Local property taxes are a confusing morass. When property prices rise, the assessed value rises and people think that their taxes go up because of that.
Well they do and they don't.
Lets remember how they assess the property taxes...
BC Assessment Authority estimates the value of your home supposedly compared to equivilent properties that recently sold. The municipality then multiplies this by the tax level eg 0.4% or 1% is mutiplied by the home value and you have the tax payable. Here is a typical schedule of assessment for a municipality, in this case Surrey.
So of course if the value of the property goes up the amount payable goes up.
However even if property prices fall, unless they cut services, the municipalites need the money to pay for the garbage and policing and rec centres and so they would just have to increase the level of taxable rate to make up for the fall in property prices.

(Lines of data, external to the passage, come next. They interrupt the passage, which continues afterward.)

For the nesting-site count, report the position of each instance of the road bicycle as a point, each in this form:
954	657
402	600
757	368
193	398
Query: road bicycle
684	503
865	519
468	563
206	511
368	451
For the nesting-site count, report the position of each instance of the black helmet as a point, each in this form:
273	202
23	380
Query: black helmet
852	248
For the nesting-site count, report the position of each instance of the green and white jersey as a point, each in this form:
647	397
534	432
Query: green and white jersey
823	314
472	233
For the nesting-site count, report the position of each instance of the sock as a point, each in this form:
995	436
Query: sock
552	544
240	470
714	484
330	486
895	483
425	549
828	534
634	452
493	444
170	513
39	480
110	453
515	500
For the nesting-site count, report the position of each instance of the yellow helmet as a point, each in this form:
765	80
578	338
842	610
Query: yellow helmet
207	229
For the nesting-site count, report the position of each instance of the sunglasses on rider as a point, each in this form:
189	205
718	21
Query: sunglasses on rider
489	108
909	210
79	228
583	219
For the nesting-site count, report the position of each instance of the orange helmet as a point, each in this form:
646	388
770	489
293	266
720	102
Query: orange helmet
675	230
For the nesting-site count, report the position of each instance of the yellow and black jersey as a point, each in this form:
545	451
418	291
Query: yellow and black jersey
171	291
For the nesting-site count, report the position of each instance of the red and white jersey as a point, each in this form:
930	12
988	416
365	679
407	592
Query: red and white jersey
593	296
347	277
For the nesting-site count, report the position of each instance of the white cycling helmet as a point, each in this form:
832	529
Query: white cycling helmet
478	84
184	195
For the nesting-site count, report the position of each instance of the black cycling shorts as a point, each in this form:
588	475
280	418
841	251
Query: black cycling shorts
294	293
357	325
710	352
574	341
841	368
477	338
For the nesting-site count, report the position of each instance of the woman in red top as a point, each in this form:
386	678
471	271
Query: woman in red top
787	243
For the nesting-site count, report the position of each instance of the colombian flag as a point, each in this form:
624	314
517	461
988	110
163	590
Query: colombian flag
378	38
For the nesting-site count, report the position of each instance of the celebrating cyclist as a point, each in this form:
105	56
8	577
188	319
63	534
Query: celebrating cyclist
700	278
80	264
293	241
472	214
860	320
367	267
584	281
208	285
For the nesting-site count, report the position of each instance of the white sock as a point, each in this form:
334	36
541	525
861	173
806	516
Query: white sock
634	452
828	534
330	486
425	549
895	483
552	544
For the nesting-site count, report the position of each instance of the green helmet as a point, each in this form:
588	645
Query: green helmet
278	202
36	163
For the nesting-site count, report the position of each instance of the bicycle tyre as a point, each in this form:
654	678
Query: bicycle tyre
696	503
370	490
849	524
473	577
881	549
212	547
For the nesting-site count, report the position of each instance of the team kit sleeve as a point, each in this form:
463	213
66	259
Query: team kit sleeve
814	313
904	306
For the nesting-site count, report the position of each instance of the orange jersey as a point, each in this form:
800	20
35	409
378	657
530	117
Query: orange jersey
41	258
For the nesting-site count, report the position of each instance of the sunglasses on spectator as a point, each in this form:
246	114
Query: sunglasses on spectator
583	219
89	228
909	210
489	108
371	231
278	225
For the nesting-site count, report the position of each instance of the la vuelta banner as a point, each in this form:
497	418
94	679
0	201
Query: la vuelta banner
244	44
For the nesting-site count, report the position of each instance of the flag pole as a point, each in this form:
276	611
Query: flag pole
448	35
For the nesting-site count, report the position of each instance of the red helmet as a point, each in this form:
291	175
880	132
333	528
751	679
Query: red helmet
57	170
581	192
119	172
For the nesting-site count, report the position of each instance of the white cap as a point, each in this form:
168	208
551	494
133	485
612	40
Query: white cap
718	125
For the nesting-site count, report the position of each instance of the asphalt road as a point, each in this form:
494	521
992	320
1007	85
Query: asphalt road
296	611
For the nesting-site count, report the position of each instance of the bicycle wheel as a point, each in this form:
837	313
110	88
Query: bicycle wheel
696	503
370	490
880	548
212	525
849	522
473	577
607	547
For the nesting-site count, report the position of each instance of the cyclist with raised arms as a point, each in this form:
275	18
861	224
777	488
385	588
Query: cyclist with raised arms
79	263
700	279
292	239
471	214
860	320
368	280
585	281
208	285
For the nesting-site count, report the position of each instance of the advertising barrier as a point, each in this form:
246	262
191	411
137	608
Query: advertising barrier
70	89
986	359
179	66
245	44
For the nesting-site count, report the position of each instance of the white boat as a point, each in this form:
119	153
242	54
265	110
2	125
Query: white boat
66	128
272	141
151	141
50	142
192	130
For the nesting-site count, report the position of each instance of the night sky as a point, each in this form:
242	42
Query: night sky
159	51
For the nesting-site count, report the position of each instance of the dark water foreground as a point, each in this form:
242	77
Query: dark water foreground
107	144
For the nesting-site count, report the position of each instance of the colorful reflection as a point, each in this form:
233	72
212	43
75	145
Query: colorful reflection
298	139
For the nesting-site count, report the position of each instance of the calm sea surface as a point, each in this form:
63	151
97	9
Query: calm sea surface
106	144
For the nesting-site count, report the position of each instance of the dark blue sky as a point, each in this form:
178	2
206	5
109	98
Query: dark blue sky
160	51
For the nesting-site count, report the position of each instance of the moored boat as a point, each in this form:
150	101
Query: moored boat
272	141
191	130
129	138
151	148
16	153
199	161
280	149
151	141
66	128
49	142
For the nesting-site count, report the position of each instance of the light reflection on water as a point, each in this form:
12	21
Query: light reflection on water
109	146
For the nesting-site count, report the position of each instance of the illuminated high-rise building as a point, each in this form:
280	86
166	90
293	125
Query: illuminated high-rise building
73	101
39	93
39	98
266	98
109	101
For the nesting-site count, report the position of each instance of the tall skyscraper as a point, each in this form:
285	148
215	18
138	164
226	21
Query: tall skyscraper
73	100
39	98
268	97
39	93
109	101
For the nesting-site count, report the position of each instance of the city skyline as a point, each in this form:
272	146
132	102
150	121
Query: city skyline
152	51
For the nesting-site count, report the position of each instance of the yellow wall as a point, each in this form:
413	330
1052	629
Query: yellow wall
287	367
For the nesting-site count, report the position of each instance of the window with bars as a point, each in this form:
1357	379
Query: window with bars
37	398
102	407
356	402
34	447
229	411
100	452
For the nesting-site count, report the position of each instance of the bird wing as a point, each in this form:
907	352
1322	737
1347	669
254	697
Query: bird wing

Here is a nifty calclator for the whole of the GVR.
Of course when property prices are rising, the municipalities should be lowering the tax rate and giving home owners a break. But human nautre being what it is, when property prices go up, the municipalities get flush with cash and build shiney rec centres and new infrastructure projects and when prices start going down, they wonder how to fund them and have to raise the taxable rate.
There are ways of reducing the property taxes with a home-owner grant and additional grants if you are over 65 or disabled.
Some municipalities also allow the over 65 and disabled to defer property taxes until the property is sold, a very noble proposition, except I have seen very wealthy seniors getting grants and deferring while a working family struggles to pay their share.